Screen Time is your curated weekly guide to excellent documentaries and nonfiction programs that you can watch at home.
Premiering June 14 on Showtime, Richard Rowley’s 16 Shots, an IDA Enterprise Documentary Fund grantee, examines the 2014 shooting of 17-year-old Laquan McDonald by Chicago police officer Jason Van Dyke and the cover-up that ensued. After the police initially declared the shooting as justified, journalists and activists fought for footage of the event to be released, sending the Chicago Police Department and local Chicago government officials into upheaval as the community demanded justice. Rowley’s film dissects the cover-up through first-hand witness accounts which led to the unprecedented conviction that fractured the political landscape of Chicago.

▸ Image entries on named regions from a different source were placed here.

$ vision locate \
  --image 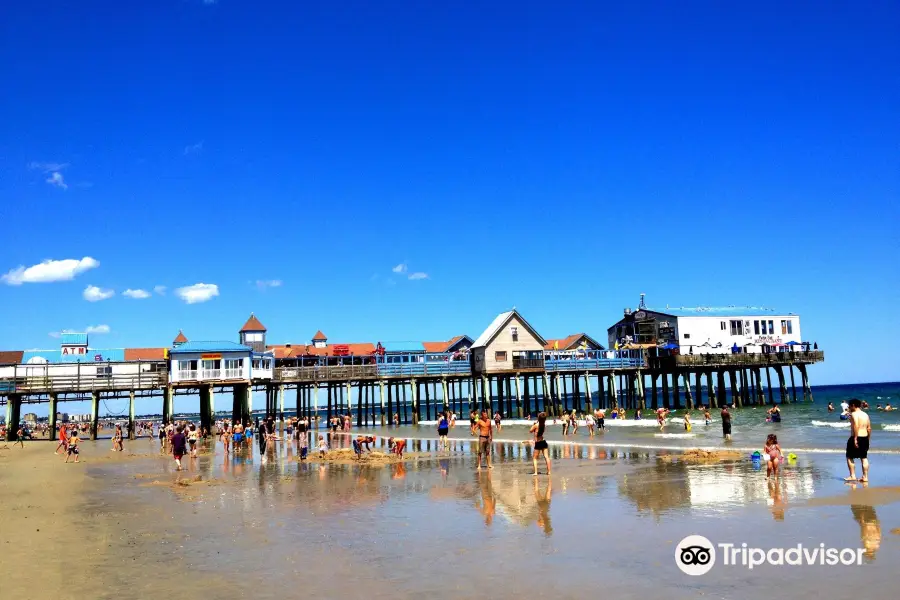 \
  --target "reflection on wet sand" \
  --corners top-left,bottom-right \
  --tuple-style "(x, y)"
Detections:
(850, 504), (881, 560)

Airing June 11 on American Experience and streaming online throughout the month, Stonewall Uprising, from Kate Davis and David Heilbronner, documents the major turning point in the modern LGBTQ+ movement around the world, when, on June 28, 1969, New York City police raided the Stonewall Inn, a popular gay bar in Greenwich Village, triggering a week of violent protests.
Premiering on Netflix June 12, Rolling Thunder Revue: A Bob Dylan Story by Martin Scorsese captures the troubled spirit of America in 1975 and the joyous music that Dylan performed during the fall of that year. Part documentary, part concert film, part fever dream, Rolling Thunder is a one-of-a-kind experience, from master filmmaker Martin Scorsese.
New on Field of Vision, CABLESTREET, directed by Meredith Lackey and shot along the path of a submarine fiber optic cable designed by the controversial Chinese tech company Huawei, is an evocative meditation on what some have termed the new "Cold War" of technology: a struggle for power between the United States and China.
Premiering June 16 on Smithsonian Channel, Apollo’s Moon Shot, one of many docs commemorating the 50th anniversary of the first lunar landing that will be airing and streaming through July, revisits an era when NASA's team of engineers and astronauts gambled everything to embark on humankind's most ambitious journey, brought to life through archival interviews, rarely seen footage, and artifacts from the vaults of the Smithsonian's National Air and Space Museum.